The Ripple counsel reminded the court that the SEC’s internal documents are also relevant to the Howey analysis, scienter and fair notice, as well as the objective review of defendants’ understanding in thinking about the aiding and abetting charge.
Ripple has responded to the SEC’s claim that a prior ruling by Judge Torres has made the Hinman 2018 speech and related notes and the Estabrook notes irrelevant to the XRP lawsuit.
The SEC argued that the court considered the abovementioned emails and notes only relevant to the dispute over the individual denfendants’ recklessness.
Judge Torres denied their motion to strike the case against them and that ruling made the privileged material irrelevant and undiscoverable, according to the SEC.
“The January 13 Opinion compelling the SEC to produce communications regarding the Hinman speech was expressly not premised on a finding that the Individual Defendants’ articulation of the standard of recklessness was correct and the SEC’s was erroneous. Judge Torres’s recent decision therefore does not merit reconsideration of the Court’s January 13 Opinion. ”
Ripple argued the court order does not undermine the relevance of the Hinman speech communications or the court’s holding that those materials are not privileged. The same applies to the Estabrook notes.
The defendants then explained that the Hinman speech communications are directly relevant to the fair notice defense, which Judge Torres specifically allowed to proceed over the SEC’s motion to strike.

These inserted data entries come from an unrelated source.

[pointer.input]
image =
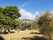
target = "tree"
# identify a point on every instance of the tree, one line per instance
(44, 24)
(8, 16)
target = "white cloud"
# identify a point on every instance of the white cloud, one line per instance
(27, 15)
(51, 11)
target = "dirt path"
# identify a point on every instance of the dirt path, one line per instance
(18, 35)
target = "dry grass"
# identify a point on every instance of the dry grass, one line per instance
(18, 35)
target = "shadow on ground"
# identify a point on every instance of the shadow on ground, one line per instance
(1, 38)
(34, 38)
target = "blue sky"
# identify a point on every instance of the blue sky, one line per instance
(31, 6)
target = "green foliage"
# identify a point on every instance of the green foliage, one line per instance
(8, 15)
(44, 24)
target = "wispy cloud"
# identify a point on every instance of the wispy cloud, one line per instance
(25, 4)
(28, 15)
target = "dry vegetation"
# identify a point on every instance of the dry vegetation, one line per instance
(18, 35)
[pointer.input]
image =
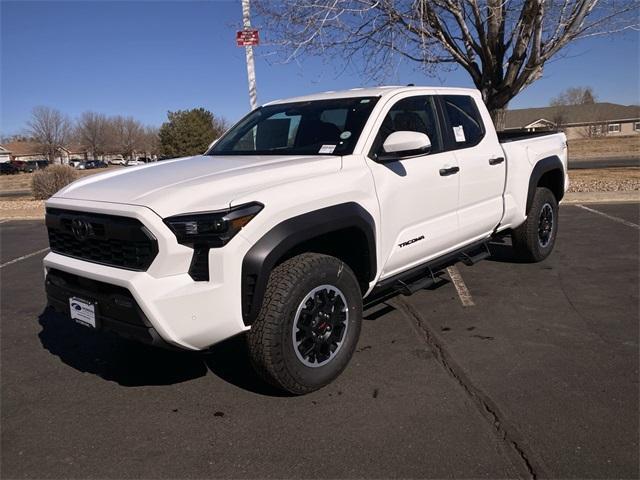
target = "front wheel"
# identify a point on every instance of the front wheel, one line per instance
(309, 323)
(533, 241)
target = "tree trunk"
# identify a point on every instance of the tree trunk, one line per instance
(499, 117)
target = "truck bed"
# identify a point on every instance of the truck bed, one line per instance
(521, 134)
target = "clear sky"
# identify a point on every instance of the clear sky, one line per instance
(144, 58)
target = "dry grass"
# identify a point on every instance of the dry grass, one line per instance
(605, 180)
(605, 147)
(22, 181)
(21, 207)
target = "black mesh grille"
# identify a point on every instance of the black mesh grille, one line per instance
(109, 240)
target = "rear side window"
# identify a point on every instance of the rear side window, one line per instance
(465, 125)
(414, 114)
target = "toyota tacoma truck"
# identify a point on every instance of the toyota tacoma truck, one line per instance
(302, 214)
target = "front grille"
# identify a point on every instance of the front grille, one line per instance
(106, 239)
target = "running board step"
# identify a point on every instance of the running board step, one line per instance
(411, 288)
(473, 258)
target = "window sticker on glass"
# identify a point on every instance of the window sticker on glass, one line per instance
(327, 149)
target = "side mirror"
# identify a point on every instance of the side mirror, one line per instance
(404, 144)
(212, 144)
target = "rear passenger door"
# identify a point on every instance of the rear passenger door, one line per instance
(418, 194)
(481, 162)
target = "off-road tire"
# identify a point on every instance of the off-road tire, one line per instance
(270, 340)
(527, 243)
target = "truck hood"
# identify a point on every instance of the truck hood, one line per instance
(200, 183)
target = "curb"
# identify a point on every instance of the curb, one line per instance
(602, 197)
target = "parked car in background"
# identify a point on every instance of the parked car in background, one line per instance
(8, 168)
(91, 164)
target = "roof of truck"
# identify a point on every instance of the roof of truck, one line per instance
(381, 91)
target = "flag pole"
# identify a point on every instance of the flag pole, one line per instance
(251, 70)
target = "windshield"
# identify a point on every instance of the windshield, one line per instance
(325, 127)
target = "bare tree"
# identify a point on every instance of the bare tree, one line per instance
(50, 128)
(574, 96)
(126, 135)
(92, 132)
(502, 44)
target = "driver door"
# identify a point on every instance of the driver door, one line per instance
(418, 194)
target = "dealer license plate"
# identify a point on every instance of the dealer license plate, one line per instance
(82, 311)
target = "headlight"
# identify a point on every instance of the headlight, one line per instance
(212, 229)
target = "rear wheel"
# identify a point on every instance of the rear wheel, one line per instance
(533, 241)
(309, 323)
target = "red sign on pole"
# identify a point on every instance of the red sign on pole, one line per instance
(247, 38)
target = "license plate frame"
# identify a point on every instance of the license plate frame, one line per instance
(83, 311)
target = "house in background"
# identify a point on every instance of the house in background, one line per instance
(24, 151)
(73, 152)
(578, 121)
(5, 155)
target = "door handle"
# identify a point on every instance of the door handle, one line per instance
(449, 171)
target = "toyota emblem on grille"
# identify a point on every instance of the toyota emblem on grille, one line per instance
(81, 228)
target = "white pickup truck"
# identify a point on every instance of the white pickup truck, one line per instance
(302, 214)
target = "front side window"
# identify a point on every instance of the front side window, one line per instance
(413, 114)
(325, 127)
(465, 123)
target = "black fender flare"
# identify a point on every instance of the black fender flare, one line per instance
(263, 256)
(545, 165)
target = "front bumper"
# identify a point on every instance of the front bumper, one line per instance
(171, 307)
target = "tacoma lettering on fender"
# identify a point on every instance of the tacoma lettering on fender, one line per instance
(303, 213)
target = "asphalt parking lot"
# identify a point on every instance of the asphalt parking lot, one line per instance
(538, 377)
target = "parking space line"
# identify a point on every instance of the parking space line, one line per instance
(463, 292)
(610, 217)
(24, 257)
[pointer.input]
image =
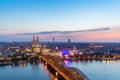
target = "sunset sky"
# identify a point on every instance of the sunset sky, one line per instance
(79, 20)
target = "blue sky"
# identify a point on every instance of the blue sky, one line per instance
(23, 16)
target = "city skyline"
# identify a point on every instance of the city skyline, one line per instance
(22, 16)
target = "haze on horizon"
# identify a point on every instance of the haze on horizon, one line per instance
(33, 16)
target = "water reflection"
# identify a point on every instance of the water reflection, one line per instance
(23, 71)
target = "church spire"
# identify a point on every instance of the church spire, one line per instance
(37, 38)
(33, 37)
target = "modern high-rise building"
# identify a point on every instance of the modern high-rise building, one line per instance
(36, 47)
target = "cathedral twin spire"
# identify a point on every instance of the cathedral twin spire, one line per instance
(37, 38)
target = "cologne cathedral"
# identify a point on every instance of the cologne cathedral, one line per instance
(36, 47)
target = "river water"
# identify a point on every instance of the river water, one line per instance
(98, 70)
(24, 72)
(94, 70)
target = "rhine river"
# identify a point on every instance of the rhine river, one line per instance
(94, 70)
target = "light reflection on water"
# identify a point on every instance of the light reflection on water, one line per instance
(97, 70)
(25, 72)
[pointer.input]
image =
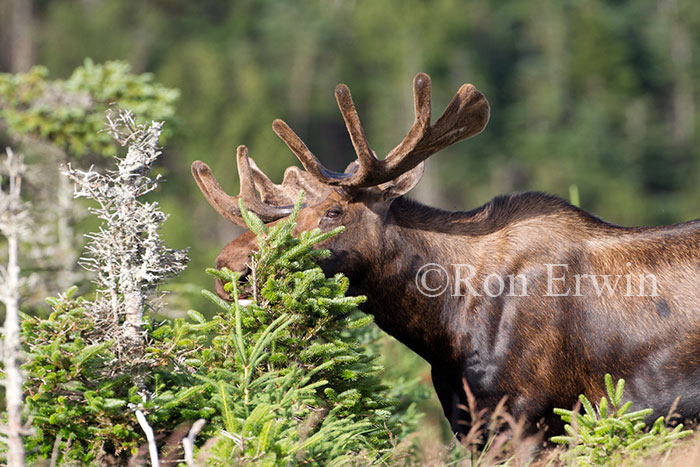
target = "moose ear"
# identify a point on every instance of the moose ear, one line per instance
(403, 183)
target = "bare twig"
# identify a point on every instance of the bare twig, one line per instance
(152, 448)
(188, 441)
(13, 218)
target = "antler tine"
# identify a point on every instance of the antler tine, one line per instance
(465, 116)
(227, 205)
(365, 155)
(421, 124)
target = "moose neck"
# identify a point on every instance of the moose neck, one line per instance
(493, 238)
(416, 235)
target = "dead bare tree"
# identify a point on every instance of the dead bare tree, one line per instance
(14, 219)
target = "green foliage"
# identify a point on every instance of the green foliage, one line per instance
(70, 113)
(301, 388)
(284, 379)
(74, 391)
(611, 433)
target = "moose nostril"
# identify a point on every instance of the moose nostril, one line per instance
(220, 291)
(219, 284)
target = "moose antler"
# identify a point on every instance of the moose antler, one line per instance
(465, 116)
(248, 174)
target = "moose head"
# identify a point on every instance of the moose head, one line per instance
(359, 198)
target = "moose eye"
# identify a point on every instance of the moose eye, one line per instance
(333, 213)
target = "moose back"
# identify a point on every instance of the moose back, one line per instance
(526, 297)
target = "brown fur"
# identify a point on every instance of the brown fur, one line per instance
(539, 350)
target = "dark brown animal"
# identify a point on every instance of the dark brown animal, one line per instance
(581, 297)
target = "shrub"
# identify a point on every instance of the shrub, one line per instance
(611, 433)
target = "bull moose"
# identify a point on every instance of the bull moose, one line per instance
(526, 297)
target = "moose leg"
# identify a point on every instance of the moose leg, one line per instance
(450, 398)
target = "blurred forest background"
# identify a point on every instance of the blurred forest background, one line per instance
(601, 95)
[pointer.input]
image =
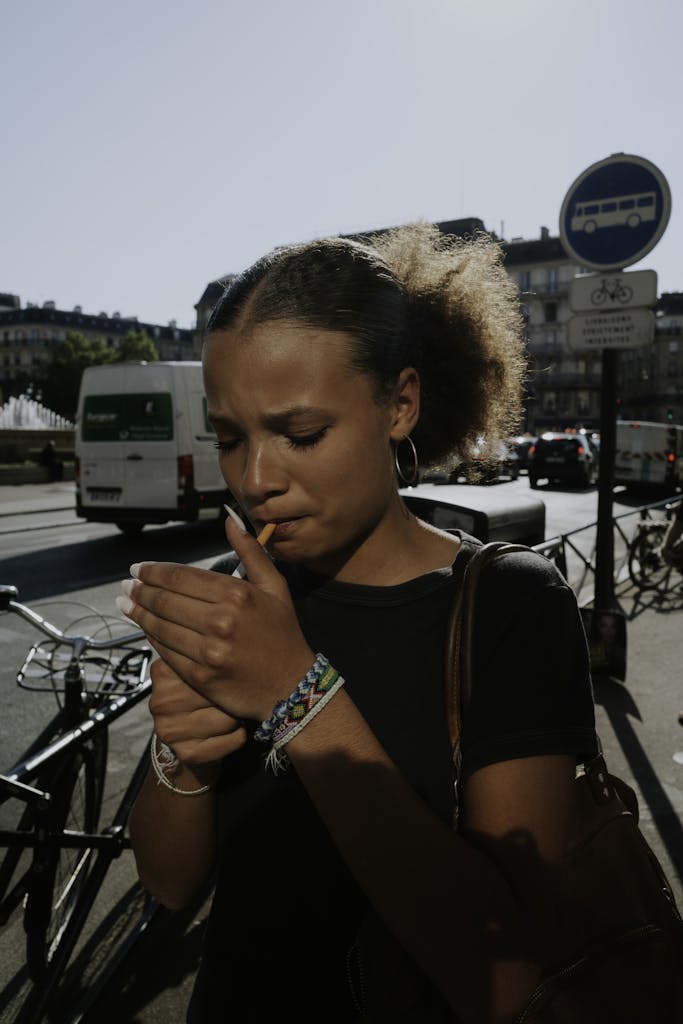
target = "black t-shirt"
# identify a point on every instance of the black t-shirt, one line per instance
(286, 909)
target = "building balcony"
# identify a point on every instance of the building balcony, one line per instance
(560, 380)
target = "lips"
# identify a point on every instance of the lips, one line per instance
(284, 524)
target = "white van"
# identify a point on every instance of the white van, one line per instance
(649, 454)
(144, 448)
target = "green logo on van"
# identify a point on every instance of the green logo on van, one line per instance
(139, 417)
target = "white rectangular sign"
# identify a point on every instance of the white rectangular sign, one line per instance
(630, 329)
(595, 292)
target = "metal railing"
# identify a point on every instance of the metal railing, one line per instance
(574, 553)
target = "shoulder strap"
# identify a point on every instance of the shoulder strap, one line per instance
(460, 632)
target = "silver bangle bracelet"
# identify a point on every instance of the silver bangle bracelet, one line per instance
(166, 761)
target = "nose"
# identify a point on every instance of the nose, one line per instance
(262, 473)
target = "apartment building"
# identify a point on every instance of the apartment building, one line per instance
(30, 335)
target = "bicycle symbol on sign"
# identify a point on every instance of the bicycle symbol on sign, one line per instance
(619, 292)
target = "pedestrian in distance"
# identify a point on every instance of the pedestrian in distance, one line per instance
(48, 458)
(672, 549)
(301, 759)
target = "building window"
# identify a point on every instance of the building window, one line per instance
(583, 402)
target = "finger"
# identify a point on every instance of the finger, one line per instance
(200, 678)
(187, 581)
(194, 726)
(155, 609)
(257, 562)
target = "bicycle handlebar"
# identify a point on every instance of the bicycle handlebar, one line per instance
(9, 603)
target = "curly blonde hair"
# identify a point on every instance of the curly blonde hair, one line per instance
(409, 296)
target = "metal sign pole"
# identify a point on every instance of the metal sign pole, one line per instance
(613, 213)
(604, 554)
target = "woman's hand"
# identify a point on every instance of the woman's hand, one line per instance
(236, 642)
(199, 733)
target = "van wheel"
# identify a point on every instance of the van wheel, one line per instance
(130, 528)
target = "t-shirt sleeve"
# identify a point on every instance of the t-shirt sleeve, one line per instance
(531, 690)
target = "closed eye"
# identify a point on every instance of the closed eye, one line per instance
(225, 445)
(306, 440)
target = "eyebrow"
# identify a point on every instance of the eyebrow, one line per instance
(275, 420)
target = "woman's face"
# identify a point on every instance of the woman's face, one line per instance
(302, 439)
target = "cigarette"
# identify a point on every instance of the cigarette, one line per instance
(262, 539)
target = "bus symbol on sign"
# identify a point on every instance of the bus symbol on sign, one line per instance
(631, 210)
(614, 212)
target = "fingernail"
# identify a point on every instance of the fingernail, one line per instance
(124, 604)
(236, 518)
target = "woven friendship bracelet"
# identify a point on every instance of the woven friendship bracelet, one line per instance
(266, 729)
(165, 761)
(303, 712)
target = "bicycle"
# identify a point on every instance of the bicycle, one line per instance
(647, 568)
(617, 293)
(57, 856)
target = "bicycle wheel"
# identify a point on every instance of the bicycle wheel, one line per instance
(646, 566)
(77, 788)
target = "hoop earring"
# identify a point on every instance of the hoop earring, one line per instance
(409, 478)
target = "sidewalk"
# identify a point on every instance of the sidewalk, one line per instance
(16, 499)
(637, 722)
(638, 725)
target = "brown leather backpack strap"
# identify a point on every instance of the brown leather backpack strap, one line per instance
(459, 648)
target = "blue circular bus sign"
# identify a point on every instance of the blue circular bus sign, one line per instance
(614, 212)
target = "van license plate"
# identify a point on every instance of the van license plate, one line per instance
(103, 495)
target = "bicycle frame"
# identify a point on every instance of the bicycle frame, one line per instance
(81, 718)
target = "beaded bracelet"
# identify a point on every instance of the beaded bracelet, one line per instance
(300, 715)
(267, 727)
(164, 762)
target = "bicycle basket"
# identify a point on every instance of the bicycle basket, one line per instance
(117, 671)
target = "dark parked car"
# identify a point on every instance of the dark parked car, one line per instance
(523, 446)
(488, 513)
(570, 459)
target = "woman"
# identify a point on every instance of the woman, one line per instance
(333, 370)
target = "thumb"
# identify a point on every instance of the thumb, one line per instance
(255, 563)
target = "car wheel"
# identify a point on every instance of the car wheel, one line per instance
(130, 528)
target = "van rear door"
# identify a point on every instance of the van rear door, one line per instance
(129, 453)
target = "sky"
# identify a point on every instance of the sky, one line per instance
(151, 146)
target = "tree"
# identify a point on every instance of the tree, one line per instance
(136, 346)
(59, 382)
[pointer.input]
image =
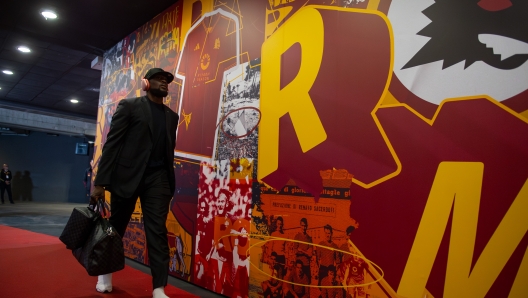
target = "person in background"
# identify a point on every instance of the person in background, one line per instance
(137, 161)
(5, 183)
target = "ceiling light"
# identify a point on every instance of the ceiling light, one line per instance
(48, 14)
(24, 49)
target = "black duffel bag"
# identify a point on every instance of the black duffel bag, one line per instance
(79, 227)
(103, 252)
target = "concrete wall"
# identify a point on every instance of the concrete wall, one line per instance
(55, 171)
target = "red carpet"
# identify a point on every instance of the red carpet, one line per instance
(38, 265)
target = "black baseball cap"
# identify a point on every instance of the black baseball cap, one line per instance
(154, 71)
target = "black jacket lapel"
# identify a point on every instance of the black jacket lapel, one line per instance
(148, 114)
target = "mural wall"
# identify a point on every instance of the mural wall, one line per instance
(363, 148)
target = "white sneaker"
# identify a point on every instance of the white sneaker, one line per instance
(104, 283)
(159, 293)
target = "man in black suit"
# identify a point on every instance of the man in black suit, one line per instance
(137, 161)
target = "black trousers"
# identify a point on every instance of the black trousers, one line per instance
(155, 195)
(4, 187)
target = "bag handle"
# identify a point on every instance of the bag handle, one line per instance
(100, 206)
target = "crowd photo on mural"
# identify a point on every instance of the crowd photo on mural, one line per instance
(338, 148)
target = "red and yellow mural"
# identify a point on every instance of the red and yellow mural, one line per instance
(363, 148)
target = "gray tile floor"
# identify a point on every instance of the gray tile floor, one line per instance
(50, 218)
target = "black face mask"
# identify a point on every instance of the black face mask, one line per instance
(158, 92)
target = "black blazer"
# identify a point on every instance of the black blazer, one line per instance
(128, 146)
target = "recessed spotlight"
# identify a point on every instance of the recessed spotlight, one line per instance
(48, 14)
(24, 49)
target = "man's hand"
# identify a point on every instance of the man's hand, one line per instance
(98, 192)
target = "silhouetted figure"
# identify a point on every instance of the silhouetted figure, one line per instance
(5, 183)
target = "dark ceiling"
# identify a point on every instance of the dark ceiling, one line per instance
(58, 68)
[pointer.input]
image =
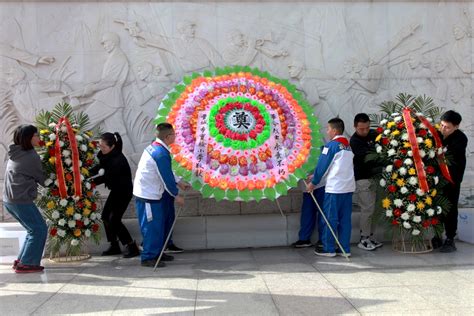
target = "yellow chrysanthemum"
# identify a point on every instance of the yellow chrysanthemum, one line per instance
(69, 211)
(428, 143)
(428, 200)
(84, 171)
(400, 182)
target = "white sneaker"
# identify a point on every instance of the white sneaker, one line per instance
(376, 243)
(366, 244)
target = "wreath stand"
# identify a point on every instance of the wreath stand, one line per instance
(404, 242)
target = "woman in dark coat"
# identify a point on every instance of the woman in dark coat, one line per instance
(117, 177)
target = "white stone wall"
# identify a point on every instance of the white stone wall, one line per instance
(346, 57)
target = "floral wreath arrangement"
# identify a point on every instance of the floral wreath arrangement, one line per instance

“Contrary to the SEC’s suggestion, Defendants have never suggested that communications related to the Hinman speech were relevant only to the recklessness standard”, the Ripple counsel stated, adding that the SEC’s internal documents are relevant to the Howey analysis, scienter and fair notice, as well as the objective review of defendants’ understanding in thinking about the aiding and abetting charge.
The SEC v. Ripple lawsuit is showing signs of an end in sight. In the SEC’s latest request for an extension, the plaintiff noted that Ripple proposed a summary judgment schedule with opening briefs and related fillings due in mid-May.
Ripple executives and individual defendants, Chris Larsen and Brad Garlinghouse, also plan to proceed with briefing despite the pending discovery-related motions. The SEC disagreed, stating it is premature.
“The SEC believes that such a briefing schedule is premature, given that the Individual Defendants have yet to answer the complaint and plead affirmative defenses, and respectfully requests that the court direct the parties to meet and confer regarding a summary judgment schedule once the SEC has advised the court of its position on the need for additional discovery.”